In this work we observe a tight connection between three topics: $NC^0$ cryptography, $NC^0$ range avoidance, and static data structure lower bounds. Using this connection, we leverage techniques from the cryptanalysis of $NC^0$ PRGs to prove state-of-the-art results in the latter two subjects. Our main result is a quadratic improvement to the best known static data structure lower bounds, breaking a barrier which has stood for several decades. Prior to our work, the best known lower bound for any explicit problem with $M$ inputs and $N$ queries was $S \geq N^{\frac{1}{t}} (\log M)^{1-\frac{1}{t}}$ for any setting of the word length $w$ (where $S=$ space and $t=$ time) (Siegel ‘89). We prove, for the same class of explicit problems considered by Siegel, a quadratically stronger lower bound of the form $S \geq \tilde{\Omega}\Bigl( N^{\frac{2}{t}} \cdot (\log M)^{1-\frac{2}{t}} \cdot 2^{-O(w)} \Bigr)$ for all even $t>0$. Second, for the restricted class of nonadaptive bit probe data structures, we improve on this lower bound polynomially: for all odd constants $t>1$ we give an explicit problem with $N$ queries and $M \leq N^{O(1)}$ inputs and prove a lower bound $S \geq \Omega(N^{\frac{2}{t} + \epsilon_t})$ for some constant $\epsilon_t > 0$. Our results build off of an exciting body of work on refuting semi-random CSPs.
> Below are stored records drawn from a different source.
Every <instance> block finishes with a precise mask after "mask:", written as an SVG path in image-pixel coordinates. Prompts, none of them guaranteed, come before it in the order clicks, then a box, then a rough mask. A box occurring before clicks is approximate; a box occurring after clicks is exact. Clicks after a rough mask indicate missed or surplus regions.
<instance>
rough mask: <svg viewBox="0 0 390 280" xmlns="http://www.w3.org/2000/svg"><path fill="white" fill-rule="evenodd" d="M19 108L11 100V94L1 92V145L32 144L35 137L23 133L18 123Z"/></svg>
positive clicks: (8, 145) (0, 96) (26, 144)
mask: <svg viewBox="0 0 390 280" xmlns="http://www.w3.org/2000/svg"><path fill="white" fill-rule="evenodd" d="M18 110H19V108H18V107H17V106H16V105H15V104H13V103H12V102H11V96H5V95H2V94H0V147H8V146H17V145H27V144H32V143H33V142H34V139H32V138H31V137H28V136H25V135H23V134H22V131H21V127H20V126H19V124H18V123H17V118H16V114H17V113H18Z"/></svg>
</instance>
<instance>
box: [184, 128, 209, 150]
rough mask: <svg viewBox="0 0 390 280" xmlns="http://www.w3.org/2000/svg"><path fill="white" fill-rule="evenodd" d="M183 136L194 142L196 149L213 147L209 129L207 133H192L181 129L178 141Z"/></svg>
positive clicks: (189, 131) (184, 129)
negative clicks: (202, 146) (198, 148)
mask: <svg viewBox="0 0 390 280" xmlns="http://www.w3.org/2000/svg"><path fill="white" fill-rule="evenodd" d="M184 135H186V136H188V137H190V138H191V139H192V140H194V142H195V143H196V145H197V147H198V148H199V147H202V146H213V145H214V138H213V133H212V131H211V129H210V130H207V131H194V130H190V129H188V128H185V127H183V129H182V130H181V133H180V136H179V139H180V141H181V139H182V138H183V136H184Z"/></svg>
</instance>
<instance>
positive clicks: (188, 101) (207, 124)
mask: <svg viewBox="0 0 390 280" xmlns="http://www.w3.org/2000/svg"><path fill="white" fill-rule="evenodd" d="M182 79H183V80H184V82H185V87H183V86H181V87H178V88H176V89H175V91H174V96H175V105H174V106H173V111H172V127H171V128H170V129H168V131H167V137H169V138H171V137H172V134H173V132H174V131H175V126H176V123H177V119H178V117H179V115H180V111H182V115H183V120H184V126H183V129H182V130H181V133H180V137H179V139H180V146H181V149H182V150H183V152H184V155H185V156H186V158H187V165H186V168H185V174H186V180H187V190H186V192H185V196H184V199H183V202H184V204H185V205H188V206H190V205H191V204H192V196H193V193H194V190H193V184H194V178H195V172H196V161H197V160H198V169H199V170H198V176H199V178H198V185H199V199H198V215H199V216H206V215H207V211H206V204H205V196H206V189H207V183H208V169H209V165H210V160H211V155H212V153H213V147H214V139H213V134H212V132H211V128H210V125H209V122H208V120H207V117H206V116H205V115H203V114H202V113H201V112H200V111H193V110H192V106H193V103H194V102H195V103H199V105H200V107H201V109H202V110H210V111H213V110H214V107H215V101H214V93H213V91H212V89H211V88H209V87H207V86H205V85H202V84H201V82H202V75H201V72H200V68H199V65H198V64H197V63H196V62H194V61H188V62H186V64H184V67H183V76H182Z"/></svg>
We then utilize our explicit cell probe lower bounds to obtain the best known unconditional algorithms for $NC^0$ range avoidance: we can solve any instance with stretch $n \mapsto m$ in polynomial time once $m >> n^{\frac{t}{2}}$ when $t$ is even; with the aid of an $NP$ oracle we can solve any instance with $m > n^{\frac{t}{2} - \epsilon_t}$ for $\epsilon_t>0$ when $t$ is odd. Finally, using our main correspondence we establish novel barrier results for obtaining significant improvements to our cell probe lower bounds: (i) near-optimal space lower bounds for an explicit problem with $t=4, w=1$ implies $EXP^{NP} \not\subseteq NC^1$; (ii) under the widely-believed assumption that polynomial-stretch $NC^0$ PRGs exist, there is no natural proof of a lower bound of the form $S \geq N^{\Omega(1)}$ when $t = \omega(1)$, $w=1$.